Witness Before Verdict
This is why the answer to the AI access debate cannot be a single authority. Not “trust the government.” Not “trust the corporations.” Not “trust the open-source world,” not “trust the model,” and least of all “trust whichever viral post lands the hardest emotional punch.” Don’t trust me, either. Everything in this essay is built to do the opposite—to hand you the procedure so you can reach your own conclusion without taking my word, or anyone’s, for it.
It isn’t that any of these “authorities” are worthless. Governments may hold real national-security concerns; companies, technical knowledge the public lacks; open-source systems, a check on concentrated control; models, genuine use as collaborators; public argument, the power to surface a danger before any institution will admit it. Each has a role. None is sufficient.
What’s missing is the layer beneath all of them. Call it witness—though I don’t mean a person in a courtroom. In a trial, a witness gives an account, and a jury, with no stake in who wins, decides what that account is worth; the neutrality that matters lives in the jury, not the witness. What I mean borrows from both roles at once: a practice, and eventually a shared record, kept by some party with no stake in the verdict, that tracks the standing of every consequential claim—what has actually been shown, what has merely been asserted, what remains unresolved, and what has not yet earned the right to be acted on. Less a who than a discipline of not yet: a neutral scorekeeper for truth against opinion and fiction. We have built something like it for measurements, for testimony, for drug trials. We have not built it for AI.

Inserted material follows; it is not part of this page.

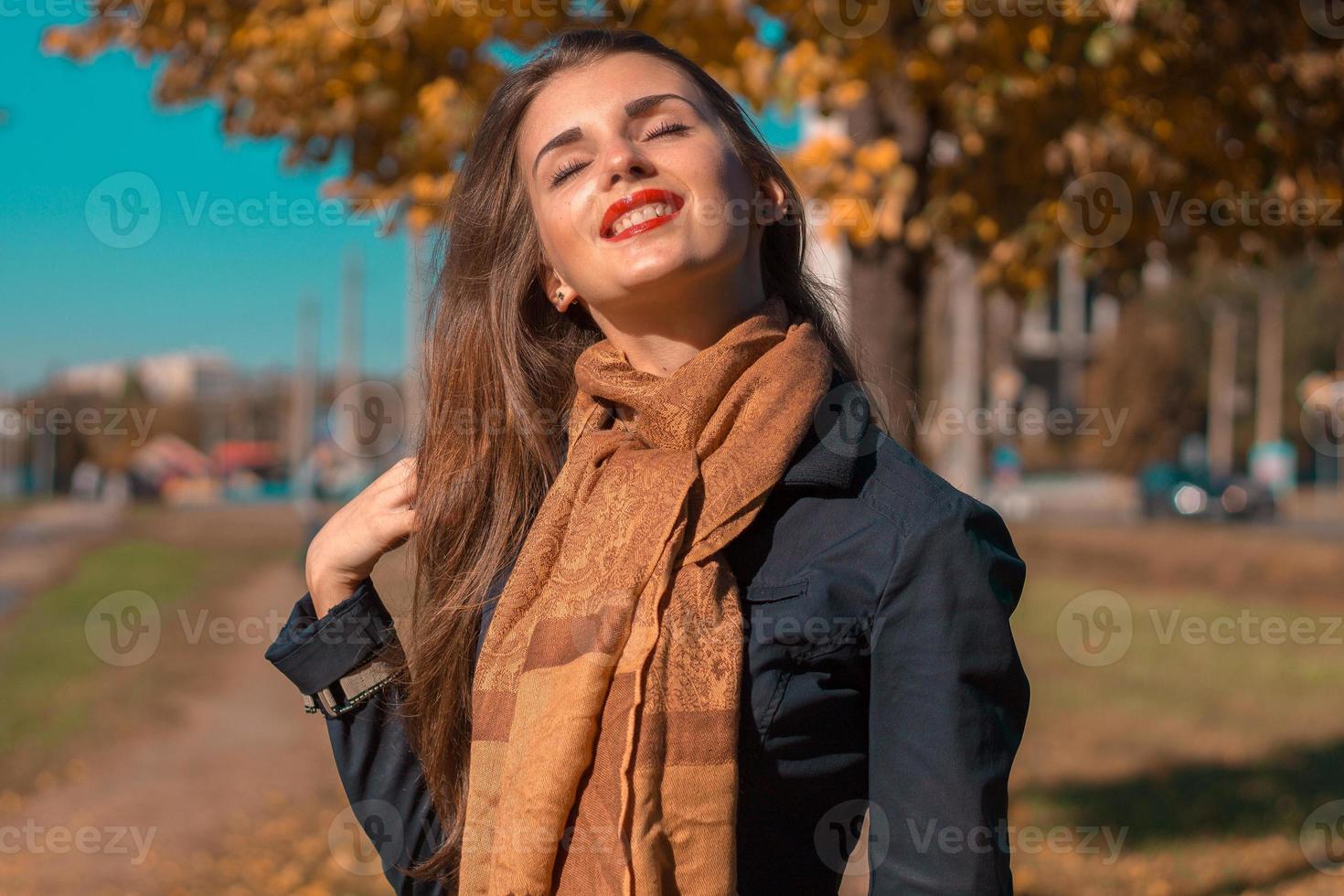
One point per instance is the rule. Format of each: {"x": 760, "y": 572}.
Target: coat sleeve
{"x": 380, "y": 773}
{"x": 948, "y": 706}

Witness, in this sense, is not paralysis. It does not ask that every claim stay open forever. Life requires closure: courts reach verdicts, scientists publish, engineers certify bridges, citizens vote, doctors diagnose, friends trust one another enough to act. The point is not to stop closing. The point is that serious closure runs on procedure. Before a claim becomes testimony, someone asks what the source actually knows. Before a measurement becomes evidence, someone asks whether the instrument was calibrated. Before a theory is accepted, someone asks whether the alternatives were tested. Before a law is passed, someone should ask what facts justify the authority being exercised.
AI makes this ancient problem faster, stranger, and more consequential. It generates plausible verdicts at machine speed. It can hand a human better language for defending a verdict already reached. And it can turn an unsupported premise into a memory, a plan, a recommendation, a tool action, or a public claim before anyone notices the foundation has tilted.
That is why access control is not enough. Access control asks who may use the system. A witness practice asks what the system’s outputs are allowed to become. A healthy AI future needs both: the habit that makes us pause before a signal becomes a verdict, and the infrastructure that records the standing of a claim before it compounds into a decision.
The goal is not to make people or machines flawless; that is not on offer. The goal is to stop mistaking confidence for truth, and to stop letting a useful story settle quietly into an unexamined foundation. It is to build procedures strong enough to say, out loud and on the record: this is known, this is plausible, this is disputed, this is speculative, this is unsupported—and this one has not yet earned the right to be a verdict.
So before we decide which authority to trust, we should ask which authority is willing to be witnessed.